Sindh govt again offers protesting opposition talks on LG law

By Our Correspondent
January 17, 2022

KARACHI: Reiterating its stance that up to 80 percent of suggestions of the opposition concerning the local government law have already been incorporated, the Sindh government once again extended an olive branch to the protesting opposition parties for holding negotiations on the system of municipal governance.

Advertisement

The talks offer was given by the provincial Local Government Minister, Syed Nasir Hussain, through a handout issued on Sunday, when the Jamaat-e-Islami (JI) took out a big rally on the main thoroughfare of the city, Sharea Faisal, against the controversial provincial Local Government (Amendment) Act-2021 recently passed by the Sindh Assembly.

A day earlier, three main opposition parties, including Pakistan Tehreek-e-Insaf, Muttahida Quami Movement-Pakistan, and Grand Democratic Alliance, collectively staged a protest demonstration at Fawara Chowk in Saddar, Karachi against the controversial local government amendment bill.

The local government minister, while offering negotiation to the opposition on the controversial local government law, also questioned whether or not the type of municipal governance system, desired by the opposition parties in Sindh, was present in Punjab and KhyberPakhtunkhwa.

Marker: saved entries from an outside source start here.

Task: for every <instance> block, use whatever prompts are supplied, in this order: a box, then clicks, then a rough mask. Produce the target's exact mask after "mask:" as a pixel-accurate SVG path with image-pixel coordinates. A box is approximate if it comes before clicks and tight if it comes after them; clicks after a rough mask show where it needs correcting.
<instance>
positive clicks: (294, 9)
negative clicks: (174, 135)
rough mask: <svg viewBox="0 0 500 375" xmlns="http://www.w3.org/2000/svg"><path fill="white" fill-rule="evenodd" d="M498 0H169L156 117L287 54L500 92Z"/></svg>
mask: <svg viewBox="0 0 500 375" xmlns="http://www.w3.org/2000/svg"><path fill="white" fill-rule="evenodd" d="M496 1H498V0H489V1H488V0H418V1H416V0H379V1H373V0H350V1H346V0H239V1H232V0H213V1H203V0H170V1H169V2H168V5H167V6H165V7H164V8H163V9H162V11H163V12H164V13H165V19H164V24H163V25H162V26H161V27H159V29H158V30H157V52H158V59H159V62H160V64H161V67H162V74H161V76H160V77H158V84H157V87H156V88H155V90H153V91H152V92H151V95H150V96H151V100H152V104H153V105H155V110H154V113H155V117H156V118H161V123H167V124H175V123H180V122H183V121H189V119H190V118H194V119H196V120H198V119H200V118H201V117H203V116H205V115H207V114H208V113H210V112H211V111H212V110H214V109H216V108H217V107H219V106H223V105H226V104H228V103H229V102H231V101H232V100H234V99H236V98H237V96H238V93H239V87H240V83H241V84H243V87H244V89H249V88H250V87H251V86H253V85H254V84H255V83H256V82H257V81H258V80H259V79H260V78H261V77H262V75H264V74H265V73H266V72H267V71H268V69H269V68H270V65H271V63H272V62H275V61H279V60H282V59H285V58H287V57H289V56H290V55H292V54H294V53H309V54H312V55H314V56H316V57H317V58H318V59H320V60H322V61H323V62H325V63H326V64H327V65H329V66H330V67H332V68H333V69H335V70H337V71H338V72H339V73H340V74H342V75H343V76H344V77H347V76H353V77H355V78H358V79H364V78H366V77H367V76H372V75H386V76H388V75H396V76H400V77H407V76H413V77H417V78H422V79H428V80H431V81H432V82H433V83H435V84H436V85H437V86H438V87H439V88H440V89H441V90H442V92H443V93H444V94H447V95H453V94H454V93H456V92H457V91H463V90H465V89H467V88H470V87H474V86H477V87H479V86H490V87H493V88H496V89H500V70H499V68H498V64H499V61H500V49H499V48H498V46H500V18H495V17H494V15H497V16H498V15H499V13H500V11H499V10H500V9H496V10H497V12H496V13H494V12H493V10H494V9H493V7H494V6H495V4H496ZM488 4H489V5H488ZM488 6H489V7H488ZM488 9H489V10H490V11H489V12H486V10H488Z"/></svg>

Expressing surprise, he said no political entity had staged any protest or sit-in in the other two provinces on the issue of the local government system, adding that the opposition’s agitation was only meant for the political point scorning.

He said the opposition’s protest in Sindh was meant to divert the public’s attention away from the issues of record corruption, unemployment, and unprecedented hike in the prices of essential commodities. The opposition parties were not raising the real issues of the masses, he added.

The provincial minister said the leaders of the protesting opposition parties from across the province gathered in Karachi the previous day but even then could not pull a sizable crowd on the roads of Karachi. He said the opposition’s announcement to shut the province as part of their agitation drive carried no seriousness, as the plan had nothing to do with the sufferings of the common man.